Chicken Little

Susan Granger’s review of “Chicken Little” (Walt Disney)

In a new twist on the cautionary tale of the plucky chicken, this time, the sky really is falling!
Back in Oakey Oaks, nerdy, nervous Chicken Little (Zach Braff) is still humiliated from having claimed “the sky is falling” when he was clobbered by a falling acorn. It’s a year later and, after trying win approval from his jock’ish widower father, Buck Cluck (Garry Marshall), who urges him, to act “normal,” he has finally redeemed himself by becoming a local softball hero. Problem is: he’s conked again – this time by debris from an alien spaceship. Fearful of being doubted, he recruits his best “misfit” friends: Abby Mallard, the ugly duckling (Joan Cusack); Runt of the Litter, a huge but cowardly pig (Steve Zahn); and Fish Out Of Water, a walking fish in a diver’s helmet (Dan Molina). Together, they must warn the town of extraterrestrial danger.

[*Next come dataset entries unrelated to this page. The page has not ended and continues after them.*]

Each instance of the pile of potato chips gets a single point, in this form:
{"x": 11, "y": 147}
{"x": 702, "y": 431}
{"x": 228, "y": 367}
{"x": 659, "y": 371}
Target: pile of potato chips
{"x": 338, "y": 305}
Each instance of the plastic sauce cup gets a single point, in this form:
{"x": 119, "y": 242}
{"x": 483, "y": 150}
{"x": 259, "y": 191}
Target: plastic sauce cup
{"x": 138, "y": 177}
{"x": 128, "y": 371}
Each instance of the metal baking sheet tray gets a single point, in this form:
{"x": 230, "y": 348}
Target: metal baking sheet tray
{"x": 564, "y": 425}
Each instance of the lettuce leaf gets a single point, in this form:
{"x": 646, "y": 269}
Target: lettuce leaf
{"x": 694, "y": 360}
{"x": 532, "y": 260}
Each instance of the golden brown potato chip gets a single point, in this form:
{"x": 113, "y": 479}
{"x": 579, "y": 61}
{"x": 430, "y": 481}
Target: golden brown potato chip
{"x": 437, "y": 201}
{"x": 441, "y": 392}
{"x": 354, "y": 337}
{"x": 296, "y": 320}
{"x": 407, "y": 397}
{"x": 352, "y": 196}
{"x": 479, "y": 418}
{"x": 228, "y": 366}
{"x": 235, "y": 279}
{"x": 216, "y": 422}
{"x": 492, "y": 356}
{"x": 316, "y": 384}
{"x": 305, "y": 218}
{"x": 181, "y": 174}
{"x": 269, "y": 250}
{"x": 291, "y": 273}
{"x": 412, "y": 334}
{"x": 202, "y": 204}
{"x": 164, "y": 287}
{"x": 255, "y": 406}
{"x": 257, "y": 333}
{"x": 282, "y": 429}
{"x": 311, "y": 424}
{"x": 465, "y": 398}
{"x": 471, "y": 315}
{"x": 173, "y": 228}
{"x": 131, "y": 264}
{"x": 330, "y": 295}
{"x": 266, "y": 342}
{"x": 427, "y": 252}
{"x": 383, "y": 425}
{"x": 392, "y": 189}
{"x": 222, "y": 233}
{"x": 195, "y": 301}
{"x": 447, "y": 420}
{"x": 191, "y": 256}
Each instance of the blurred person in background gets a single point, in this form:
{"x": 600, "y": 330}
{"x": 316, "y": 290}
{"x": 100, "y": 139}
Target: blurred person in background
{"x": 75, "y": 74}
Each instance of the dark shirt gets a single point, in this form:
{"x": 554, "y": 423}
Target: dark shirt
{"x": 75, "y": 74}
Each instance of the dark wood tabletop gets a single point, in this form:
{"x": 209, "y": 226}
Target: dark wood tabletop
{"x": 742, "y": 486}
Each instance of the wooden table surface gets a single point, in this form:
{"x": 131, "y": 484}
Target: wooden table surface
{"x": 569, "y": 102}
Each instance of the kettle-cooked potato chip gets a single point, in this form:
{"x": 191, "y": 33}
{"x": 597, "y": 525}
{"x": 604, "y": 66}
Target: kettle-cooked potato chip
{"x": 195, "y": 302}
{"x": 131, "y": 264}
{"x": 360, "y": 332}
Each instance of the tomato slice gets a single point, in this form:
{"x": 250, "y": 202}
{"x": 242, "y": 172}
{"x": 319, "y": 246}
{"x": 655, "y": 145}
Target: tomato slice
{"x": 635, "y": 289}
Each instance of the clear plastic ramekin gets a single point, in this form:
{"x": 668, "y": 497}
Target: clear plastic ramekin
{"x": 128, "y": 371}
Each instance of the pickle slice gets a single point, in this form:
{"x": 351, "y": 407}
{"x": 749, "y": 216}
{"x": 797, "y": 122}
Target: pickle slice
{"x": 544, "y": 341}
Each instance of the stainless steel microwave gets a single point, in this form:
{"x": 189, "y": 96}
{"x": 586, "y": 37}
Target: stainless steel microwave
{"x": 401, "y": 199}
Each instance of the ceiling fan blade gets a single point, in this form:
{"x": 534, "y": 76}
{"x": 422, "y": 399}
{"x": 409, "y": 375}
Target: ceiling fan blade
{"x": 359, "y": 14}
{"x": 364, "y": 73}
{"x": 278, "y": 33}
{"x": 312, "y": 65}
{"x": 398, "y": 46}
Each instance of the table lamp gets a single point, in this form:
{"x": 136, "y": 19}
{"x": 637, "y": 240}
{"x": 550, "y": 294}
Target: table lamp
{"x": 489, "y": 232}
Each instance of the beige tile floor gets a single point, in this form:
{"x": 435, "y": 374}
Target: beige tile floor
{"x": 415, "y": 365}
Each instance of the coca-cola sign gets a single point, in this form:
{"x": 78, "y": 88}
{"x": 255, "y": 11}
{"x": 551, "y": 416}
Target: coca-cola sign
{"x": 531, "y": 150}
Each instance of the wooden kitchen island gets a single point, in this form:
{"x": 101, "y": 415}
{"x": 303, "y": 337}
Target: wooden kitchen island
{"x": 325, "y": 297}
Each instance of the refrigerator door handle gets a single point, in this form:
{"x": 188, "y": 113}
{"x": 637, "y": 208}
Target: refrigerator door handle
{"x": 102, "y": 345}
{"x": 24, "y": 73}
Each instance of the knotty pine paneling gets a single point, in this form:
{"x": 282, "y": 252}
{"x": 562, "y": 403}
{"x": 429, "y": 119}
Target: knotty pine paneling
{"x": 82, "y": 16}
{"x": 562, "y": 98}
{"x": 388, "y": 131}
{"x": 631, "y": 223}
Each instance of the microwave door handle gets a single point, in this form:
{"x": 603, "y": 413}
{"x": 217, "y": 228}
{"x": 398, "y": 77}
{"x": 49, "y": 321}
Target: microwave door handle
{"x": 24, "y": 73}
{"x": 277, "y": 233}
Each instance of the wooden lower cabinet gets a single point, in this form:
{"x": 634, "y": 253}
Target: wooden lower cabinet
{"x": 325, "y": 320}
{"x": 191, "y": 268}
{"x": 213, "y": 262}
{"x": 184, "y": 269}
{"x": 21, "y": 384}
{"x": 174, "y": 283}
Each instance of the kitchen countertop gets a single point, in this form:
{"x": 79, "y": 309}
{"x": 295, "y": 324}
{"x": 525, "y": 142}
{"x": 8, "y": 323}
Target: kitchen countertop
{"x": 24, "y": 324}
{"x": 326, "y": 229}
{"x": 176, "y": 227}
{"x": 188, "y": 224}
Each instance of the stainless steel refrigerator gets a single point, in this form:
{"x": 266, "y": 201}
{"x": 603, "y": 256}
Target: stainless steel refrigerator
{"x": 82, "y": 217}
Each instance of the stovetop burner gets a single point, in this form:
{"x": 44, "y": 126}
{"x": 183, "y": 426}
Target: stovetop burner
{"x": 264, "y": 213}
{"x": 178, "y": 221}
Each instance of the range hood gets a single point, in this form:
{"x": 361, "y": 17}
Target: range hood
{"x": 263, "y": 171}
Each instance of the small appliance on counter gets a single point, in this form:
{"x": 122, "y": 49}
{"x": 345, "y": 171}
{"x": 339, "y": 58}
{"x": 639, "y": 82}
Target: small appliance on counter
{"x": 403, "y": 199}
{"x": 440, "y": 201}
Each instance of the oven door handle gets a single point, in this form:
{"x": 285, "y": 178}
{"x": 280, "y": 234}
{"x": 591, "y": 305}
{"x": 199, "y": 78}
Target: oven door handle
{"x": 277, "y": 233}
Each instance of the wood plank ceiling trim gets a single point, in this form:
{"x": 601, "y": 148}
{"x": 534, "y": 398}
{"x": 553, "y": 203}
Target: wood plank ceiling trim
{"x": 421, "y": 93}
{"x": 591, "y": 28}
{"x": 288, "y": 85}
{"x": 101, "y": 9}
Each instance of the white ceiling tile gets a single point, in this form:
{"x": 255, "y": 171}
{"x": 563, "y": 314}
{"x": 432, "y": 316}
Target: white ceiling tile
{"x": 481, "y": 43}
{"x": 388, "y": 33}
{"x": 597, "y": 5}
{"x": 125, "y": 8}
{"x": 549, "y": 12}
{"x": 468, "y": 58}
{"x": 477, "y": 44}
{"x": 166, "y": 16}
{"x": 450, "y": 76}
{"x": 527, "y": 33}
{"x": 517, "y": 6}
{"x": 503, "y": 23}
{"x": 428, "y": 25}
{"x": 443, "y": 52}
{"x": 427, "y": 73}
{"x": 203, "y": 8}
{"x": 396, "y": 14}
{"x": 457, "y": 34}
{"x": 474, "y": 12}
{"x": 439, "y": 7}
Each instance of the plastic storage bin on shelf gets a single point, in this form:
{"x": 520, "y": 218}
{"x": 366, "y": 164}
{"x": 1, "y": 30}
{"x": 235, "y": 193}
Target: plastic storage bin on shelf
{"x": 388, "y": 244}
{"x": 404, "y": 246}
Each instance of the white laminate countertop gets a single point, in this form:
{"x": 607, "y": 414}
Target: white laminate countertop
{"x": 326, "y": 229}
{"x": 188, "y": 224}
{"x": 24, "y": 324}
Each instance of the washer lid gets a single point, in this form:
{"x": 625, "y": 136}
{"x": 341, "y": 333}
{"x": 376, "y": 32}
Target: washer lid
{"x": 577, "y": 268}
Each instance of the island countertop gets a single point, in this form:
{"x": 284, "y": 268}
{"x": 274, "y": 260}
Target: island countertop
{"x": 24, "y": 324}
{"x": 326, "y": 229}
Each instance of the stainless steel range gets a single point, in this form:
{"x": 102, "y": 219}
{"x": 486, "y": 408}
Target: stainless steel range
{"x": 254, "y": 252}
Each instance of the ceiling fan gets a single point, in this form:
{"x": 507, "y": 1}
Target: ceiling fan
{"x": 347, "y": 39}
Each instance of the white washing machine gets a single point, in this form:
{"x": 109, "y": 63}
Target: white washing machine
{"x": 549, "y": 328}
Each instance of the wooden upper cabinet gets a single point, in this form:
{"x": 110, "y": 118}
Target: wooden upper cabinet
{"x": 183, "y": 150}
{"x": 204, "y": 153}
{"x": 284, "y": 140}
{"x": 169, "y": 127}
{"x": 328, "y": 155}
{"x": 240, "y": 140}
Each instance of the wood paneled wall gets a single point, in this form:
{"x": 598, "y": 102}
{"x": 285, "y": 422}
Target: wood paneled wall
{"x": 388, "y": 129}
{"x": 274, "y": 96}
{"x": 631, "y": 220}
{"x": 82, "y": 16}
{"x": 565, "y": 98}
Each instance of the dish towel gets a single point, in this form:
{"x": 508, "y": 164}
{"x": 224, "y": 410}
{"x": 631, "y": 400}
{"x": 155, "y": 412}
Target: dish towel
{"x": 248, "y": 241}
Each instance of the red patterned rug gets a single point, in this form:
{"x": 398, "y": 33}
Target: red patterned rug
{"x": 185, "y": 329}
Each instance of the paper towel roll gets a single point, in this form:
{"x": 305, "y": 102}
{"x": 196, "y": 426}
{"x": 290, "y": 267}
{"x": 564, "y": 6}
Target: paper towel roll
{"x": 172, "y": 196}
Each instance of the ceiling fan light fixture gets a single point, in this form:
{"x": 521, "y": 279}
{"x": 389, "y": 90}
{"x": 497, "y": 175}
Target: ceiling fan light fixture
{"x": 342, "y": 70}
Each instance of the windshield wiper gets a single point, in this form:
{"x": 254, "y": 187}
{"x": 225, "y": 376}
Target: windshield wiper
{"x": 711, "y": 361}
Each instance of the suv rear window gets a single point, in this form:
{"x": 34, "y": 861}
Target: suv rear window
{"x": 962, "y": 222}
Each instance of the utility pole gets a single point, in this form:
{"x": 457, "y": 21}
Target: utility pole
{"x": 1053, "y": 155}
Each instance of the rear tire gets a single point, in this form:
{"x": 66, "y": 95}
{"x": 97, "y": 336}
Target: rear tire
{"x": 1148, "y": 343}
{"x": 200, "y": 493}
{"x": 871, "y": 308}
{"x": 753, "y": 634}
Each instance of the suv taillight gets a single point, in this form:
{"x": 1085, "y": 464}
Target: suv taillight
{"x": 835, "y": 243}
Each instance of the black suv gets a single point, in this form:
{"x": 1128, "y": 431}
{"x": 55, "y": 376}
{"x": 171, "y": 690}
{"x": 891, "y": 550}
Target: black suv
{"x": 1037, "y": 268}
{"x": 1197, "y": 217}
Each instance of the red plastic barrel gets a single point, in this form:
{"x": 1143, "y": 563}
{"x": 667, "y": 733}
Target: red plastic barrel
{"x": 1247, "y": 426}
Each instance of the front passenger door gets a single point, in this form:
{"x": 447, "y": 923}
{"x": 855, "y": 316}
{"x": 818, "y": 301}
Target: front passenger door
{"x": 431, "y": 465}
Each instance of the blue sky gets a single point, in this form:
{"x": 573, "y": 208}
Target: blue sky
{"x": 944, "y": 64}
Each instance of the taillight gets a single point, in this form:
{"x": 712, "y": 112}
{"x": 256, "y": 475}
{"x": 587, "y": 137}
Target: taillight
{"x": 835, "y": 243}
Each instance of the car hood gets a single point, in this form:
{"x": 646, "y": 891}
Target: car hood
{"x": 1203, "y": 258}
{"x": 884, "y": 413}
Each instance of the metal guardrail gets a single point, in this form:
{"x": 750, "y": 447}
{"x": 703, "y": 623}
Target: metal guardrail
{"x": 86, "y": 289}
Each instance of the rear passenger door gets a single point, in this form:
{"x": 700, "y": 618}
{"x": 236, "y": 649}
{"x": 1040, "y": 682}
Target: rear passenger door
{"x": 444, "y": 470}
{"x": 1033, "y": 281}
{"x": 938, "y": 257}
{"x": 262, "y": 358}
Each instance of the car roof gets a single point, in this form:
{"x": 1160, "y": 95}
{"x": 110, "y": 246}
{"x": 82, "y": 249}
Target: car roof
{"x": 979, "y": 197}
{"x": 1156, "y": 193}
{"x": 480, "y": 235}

Co-writer/director Mark Dindal stresses the lessons to be learned: love of family, loyalty to friends and, above all, tolerance. Emphasizing the family theme, there’s a pivotal fowl father/son confrontation when bespectacled Chicken Little says, “Dad, you never supported me.”
This is the first film made in-house at Disney, using all computer animation; previously, the studio relied on hand-drawn cartoons while distributing sophisticated Pixar creations like “Toy Story,” “The Incredibles” and “Finding Nemo.” Which explains Disney’s current commercial tie-ins with McDonald’s and Sears. Plus there are the razzle-dazzle 3-D “Chicken Little” versions in 84 theaters with digital projection. Disney’s partnership with Pixar expires in 2006, and Pixar wants to pay its new distributor a flat fee instead of sharing profits. On the Granger Movie Gauge of 1 to 10, “Chicken Little” is a splashy, spunky 7, geared to amuse its pint-sized audience.